Vous collaborez en permanence et sur le long terme avec bon nombre de vos partenaires de coproduction, par exemple avec le Teatro Maria Matros à Lisbonne. C’est surprenant si l’on considère les problèmes économiques auxquels le pays est confronté.
 
La situation économique à Lisbonne est catastrophique. C’est une pure stratégie de survie si le directeur du Teatro Maria Matros, Mark Deputter, s’implique ainsi dans les réseaux de l’UE. Le HAU est partenaire dans deux réseaux européens, l’un d’entre eux étant le House on Fire qui compte au total dix partenaires dont, outre Lisbonne, le Kaaitheater à Bruxelles et le Frascati à Amsterdam.
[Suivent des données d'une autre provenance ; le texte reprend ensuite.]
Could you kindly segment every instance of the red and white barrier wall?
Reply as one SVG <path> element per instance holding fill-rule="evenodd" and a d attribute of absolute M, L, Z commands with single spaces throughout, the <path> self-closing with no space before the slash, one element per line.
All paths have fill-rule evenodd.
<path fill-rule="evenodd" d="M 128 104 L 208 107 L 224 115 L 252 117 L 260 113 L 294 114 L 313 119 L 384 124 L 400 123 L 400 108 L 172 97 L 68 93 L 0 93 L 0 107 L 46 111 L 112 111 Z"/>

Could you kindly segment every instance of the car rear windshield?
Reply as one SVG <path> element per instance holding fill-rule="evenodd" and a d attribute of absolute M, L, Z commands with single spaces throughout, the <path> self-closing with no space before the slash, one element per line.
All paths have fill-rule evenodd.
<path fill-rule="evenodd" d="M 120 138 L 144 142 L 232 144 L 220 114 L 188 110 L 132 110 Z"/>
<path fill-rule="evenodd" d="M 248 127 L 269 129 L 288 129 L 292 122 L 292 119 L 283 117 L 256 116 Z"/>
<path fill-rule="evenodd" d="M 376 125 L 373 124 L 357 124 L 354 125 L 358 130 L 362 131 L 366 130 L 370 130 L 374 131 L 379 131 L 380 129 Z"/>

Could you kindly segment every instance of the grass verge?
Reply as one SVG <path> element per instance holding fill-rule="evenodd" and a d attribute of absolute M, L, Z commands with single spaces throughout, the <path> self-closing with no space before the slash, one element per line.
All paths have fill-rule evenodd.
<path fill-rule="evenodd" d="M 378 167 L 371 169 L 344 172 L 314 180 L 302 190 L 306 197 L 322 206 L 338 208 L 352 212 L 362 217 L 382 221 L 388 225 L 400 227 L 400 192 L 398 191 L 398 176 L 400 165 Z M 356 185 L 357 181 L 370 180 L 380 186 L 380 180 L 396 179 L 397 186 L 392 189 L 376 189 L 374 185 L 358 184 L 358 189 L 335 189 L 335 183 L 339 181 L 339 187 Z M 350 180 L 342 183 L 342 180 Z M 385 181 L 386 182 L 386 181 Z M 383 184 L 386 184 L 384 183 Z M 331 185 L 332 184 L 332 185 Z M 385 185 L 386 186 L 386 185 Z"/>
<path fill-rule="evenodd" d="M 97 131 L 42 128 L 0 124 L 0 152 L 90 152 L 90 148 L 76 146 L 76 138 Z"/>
Nous nous réunissons trois à quatre fois par an. Le réseau nous permet d’investir dans des projets, sachant que nous récupérons ensuite 40 pour cent de nos investissements par le biais de House on Fire. Le regroupement a été instauré pour cinq ans, le programme se termine en 2016.
 
Ensuite, le HAU fait également partie du réseau [DNA] DEPARTURES AND ARRIVALS, axé sur la danse contemporaine. Il regroupe en partie les mêmes partenaires que House on Fire. La continuité est essentielle, on doit tout d’abord apprendre à se connaître et comprendre où sont les recoupements les plus importants sur le plan artistique et sur le fond. Dans ces réseaux, vous êtes par ailleurs rapidement averti de toute nouveauté
 
Sur ce point, les réseaux sont une part de l’Europe en action
Sans aucun doute. On doit compter les uns sur les autres ; sinon, on n’arrive à rien.